Additionally, an operator for explicit type conversion is introduced.

Implicit Type Conversions

Integer promotions

 

Type hierarchy

Example

 

C++ allows you to mix arithmetic types in a single expression — in other words, the operands of an operator can belong to different types. The compiler automatically performs implicit type conversion, where a common type, which allows the operation in question to be performed, is assigned for the values of both operands. You can generally assume that the "smaller" type will be converted to the "larger" type. The assignment operator is an exception to this rule and will be discussed separately.

The result of an arithmetic operation belongs to the common type used to perform the calculation. However, comparison expressions will be bool types no matter what type of operands are involved.

Integer Promotion

Integer promotion is first performed for any expression:

• bool, char, signed char, unsigned char, and short are converted to int
• unsigned short is also converted to int if the int type is greater than short, and to unsigned int in all other cases.

This type conversion is performed so as to preserve the original values. The boolean value false is converted to 0 and true is converted to 1.

Thus, C++ will always use int type values or greater when performing calculations. Given a char variable c, the values of c and 'a' in the expression

Example:

c < 'a' 

will be converted to int before being compared.

Usual Arithmetic Type Conversions

If operands of different arithmetic types still occur after integer promotion, further implicit type conversions along the lines of the hierarchy on the opposite page will be necessary.

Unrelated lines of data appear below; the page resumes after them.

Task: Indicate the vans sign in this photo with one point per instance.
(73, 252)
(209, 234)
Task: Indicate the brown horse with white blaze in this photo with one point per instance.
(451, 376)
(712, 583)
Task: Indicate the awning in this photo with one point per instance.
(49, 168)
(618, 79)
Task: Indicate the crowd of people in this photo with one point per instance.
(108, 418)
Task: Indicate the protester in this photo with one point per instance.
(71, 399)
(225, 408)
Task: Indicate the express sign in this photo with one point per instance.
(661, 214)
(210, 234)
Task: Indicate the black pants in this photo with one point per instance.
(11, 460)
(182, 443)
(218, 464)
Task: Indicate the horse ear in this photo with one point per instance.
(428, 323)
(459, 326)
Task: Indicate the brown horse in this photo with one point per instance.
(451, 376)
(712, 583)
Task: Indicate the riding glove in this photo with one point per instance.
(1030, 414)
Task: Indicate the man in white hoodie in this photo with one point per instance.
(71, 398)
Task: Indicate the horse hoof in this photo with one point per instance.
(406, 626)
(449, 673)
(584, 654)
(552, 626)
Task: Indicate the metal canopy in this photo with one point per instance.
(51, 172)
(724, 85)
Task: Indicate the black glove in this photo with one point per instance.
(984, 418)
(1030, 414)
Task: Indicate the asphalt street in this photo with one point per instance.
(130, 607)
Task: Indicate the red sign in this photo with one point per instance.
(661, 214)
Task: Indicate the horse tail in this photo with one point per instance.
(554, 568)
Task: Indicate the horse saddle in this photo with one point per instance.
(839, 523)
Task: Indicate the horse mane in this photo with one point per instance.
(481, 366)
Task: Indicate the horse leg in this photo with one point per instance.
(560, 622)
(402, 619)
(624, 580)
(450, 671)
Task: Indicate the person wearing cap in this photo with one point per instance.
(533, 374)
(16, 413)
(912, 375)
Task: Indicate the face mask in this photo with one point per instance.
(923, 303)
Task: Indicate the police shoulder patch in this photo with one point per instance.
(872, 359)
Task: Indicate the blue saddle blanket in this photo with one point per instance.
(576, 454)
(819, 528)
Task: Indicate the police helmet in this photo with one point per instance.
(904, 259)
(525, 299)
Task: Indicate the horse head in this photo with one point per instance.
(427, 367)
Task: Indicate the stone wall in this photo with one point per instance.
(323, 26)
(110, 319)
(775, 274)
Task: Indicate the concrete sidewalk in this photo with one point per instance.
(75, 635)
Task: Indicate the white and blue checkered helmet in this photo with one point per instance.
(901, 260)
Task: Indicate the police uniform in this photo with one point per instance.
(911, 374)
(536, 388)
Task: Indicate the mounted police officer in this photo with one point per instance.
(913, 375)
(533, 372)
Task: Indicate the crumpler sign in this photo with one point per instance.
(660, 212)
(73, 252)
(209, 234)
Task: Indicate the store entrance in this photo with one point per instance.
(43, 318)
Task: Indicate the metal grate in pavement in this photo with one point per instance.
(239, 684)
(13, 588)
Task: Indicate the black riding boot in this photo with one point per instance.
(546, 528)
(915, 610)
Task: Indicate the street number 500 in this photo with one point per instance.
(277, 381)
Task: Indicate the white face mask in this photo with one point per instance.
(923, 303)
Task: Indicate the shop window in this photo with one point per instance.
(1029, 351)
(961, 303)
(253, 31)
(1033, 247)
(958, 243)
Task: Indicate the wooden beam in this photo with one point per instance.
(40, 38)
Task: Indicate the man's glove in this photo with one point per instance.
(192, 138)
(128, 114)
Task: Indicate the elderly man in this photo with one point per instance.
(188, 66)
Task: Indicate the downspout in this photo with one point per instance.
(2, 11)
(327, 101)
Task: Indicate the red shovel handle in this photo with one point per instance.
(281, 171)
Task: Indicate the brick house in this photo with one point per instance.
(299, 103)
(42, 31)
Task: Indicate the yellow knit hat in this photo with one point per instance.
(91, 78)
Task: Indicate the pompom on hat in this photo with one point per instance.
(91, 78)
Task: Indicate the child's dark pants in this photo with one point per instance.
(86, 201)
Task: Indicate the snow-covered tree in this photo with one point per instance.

In this case, the type of the operand with the highest rank in the hierarchy is applied. These type conversions and integer promotions are collectively known as usual arithmetic type conversions.

In our example, size/10 * x, the value of size is first promoted to int before an integer division size/10 is performed. The interim result 50 is then converted to double and multiplied by x.

Usual arithmetic type conversions are performed for all binary operators and the conditional operator ?: provided the operands belong to an arithmetic type, the only exceptions being the assignment operator and the logical operators && and ||.